An Interdomain Helix In Ire1 Alpha Mediates The Conformational Change Required For The Sensor'S Activation

The unfolded protein response plays an evolutionarily conserved role in homeostasis, and its dysregulation often leads to human disease, including diabetes and cancer. IRE1 alpha is a major transducer that conveys endoplasmic reticulum stress via biochemical signals, yet major gaps persist in our understanding of how the detection of stress is converted to one of several molecular outcomes. It is known that, upon sensing unfolded proteins via its endoplasmic reticulum luminal domain, IRE1 alpha dimerizes and then oligomerizes (often visualized as clustering).
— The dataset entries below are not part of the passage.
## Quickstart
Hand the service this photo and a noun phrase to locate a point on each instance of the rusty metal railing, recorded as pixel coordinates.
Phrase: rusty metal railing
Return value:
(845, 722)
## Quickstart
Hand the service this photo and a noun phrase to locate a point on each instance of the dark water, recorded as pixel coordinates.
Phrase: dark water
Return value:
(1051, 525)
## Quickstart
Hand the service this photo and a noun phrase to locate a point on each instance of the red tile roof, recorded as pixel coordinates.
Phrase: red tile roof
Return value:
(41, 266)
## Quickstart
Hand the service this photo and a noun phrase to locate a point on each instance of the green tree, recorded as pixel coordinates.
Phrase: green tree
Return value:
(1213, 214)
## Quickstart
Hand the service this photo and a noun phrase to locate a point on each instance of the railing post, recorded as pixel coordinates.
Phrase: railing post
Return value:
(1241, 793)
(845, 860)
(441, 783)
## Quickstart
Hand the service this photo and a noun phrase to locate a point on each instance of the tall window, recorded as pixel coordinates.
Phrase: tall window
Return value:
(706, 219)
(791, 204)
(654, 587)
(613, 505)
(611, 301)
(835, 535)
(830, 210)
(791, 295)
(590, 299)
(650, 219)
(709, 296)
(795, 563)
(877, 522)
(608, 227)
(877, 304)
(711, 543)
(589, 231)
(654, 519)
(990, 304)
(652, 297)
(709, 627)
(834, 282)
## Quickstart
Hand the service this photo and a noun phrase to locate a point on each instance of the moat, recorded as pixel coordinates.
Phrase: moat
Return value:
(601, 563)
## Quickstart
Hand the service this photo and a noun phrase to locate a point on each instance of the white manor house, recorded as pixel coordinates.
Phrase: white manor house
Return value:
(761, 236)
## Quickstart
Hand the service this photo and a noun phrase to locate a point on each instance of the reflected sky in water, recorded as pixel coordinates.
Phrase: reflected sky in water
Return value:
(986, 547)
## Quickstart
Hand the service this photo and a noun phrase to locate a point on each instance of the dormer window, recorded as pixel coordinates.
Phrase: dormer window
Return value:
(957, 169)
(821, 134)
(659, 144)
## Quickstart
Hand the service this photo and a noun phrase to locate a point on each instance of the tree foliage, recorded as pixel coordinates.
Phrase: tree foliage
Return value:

Once assembled, the kinase domain trans-autophosphorylates a neighboring IRE1 alpha, inducing a conformational change that activates the RNase effector domain. However, the full details of how the signal is transmitted are not known. Here, we describe a previously unrecognized role for helix aK, located between the kinase and RNase domains of IRE1 alpha, in conveying this critical conformational change. Using constructs containing mutations within this interdomain helix, we show that distinct substitutions affect oligomerization, kinase activity, and the RNase activity of IRE1 alpha differentially. Furthermore, using both biochemical and computational methods, we found that different residues at position 827 specify distinct conformations at distal sites of the protein, such as in the RNase domain. Of importance, an RNase-inactive mutant, L827P, can still dimerize with wildtype monomers, but this mutation inactivates the wildtype molecule and renders leukemic cells more susceptible to stress. We surmise that helix aK is a conduit for the activation of IRE1 alpha in response to stress.